Dans une note communiquée le 2 juillet 1825[1] à la Société philomathique, nous constations que les quantités de sucre incristallisable pouvaient être tellement réduites, qu’on devait considérer ce sucre comme ne préexistant pas dans la betterave, mais résultant des altérations éprouvées par le sucre cristallisable dans les opérations des usines. Les conclusions que j’avais déduites de ce fait furent confirmées par les analyses de M. Pelouze et celles de M. Péligot, à qui l’on doit plusieurs autres indications fort importantes sur les propriétés des sucres, et qui ont conduit à de nouveaux perfectionnemens manufacturiers.

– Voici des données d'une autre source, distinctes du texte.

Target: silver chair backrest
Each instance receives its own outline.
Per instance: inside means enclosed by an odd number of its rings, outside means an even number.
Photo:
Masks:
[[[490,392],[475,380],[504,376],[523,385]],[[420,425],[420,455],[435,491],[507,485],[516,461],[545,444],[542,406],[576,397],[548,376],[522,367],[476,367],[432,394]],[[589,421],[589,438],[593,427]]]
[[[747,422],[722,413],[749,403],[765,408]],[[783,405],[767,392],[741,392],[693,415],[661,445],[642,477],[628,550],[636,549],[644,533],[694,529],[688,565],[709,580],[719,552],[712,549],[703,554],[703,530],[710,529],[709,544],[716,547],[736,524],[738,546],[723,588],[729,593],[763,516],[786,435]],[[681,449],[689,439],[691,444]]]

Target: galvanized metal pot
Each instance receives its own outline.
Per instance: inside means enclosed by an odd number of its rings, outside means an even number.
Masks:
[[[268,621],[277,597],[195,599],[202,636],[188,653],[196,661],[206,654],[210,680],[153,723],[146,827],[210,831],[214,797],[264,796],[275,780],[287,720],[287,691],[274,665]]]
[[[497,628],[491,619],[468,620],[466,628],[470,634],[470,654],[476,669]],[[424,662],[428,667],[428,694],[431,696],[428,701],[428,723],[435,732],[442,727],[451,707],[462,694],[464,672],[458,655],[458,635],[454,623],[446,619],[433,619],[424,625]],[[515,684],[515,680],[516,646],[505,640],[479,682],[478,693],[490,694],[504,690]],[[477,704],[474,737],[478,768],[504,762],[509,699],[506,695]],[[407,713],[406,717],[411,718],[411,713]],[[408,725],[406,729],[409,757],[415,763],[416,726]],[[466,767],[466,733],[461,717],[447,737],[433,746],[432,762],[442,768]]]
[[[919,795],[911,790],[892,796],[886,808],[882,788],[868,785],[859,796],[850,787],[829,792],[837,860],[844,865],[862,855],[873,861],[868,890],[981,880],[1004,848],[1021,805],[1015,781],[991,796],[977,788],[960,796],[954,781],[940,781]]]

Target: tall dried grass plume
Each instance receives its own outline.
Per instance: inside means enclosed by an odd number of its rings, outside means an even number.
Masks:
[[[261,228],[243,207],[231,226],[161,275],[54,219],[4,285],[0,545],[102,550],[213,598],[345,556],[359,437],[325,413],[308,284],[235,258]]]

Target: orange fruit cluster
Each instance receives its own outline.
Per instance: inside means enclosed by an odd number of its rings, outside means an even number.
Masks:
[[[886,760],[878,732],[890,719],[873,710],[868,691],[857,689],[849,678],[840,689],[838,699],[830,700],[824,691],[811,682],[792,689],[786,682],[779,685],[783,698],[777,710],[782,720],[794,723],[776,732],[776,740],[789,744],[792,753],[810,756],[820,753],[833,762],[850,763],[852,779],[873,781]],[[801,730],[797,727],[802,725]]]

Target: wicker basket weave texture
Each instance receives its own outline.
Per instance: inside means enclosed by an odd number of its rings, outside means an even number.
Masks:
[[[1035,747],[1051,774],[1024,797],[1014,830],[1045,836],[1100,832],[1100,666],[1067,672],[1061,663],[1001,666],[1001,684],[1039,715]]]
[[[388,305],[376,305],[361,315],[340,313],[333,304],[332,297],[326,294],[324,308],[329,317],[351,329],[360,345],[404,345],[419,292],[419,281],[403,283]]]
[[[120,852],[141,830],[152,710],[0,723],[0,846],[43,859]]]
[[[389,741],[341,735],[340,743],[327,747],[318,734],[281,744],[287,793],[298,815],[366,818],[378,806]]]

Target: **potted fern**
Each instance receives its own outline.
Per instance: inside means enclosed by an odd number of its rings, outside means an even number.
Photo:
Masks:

D’un autre côté, M. Biot, en enrichissant la science de ses observations sur des phénomènes moléculaires ou inhérens à la nature intime des corps, vint lever tous les doutes et démontrer que le sucre cristallisable, identique avec celui de la canne ou des colonies, préexiste seul ou sans aucun autre sucre dans la betterave à l’état normal. Plus tard, mettant à profit les données scientifiques antérieures, notamment celles que M. Péligot avait publiées sur les combinaisons des bases avec les sucres, M. Dubrunfaut, auteur d’un grand nombre d’ingénieux procédés industriels, parvint à extraire à l’état de cristaux blancs et purs tout le sucre contenu dans les mélasses brunes, presque noires, salées et parfois infectes des sucreries indigènes[2].

Ainsi, par ces voies différentes de l’analyse immédiate, de la physique moléculaire et de la chimie appliquée, convergeant toutes vers un même but, on est arrivé à reconnaître que la betterave à sucre contient en moyenne pour 100 de son poids 10 1/2 de sucre entièrement cristallisable. De cette quantité préexistante, on n’obtenait dans les premiers temps que 2, 3 ou 4 ; les procédés d’extraction, perfectionnés graduellement, ont permis de retirer économiquement 5, 6 et jusqu’à 6 centièmes 1/2. On voit clairement la distance qui

  1. Voyez le vingt-quatrième volume du Bulletin de la Société d’encouragement.
  2. Ce procédé remarquable donnait même des résultats économiques, et a été exploité avec profit dans plusieurs fabriques spéciales jusqu’au moment où, l’administration ayant soumis à l’impôt ces produits inattendus dont l’importance allait croissant, les bénéfices et l’industrie spéciale ont cessé tout à la fois.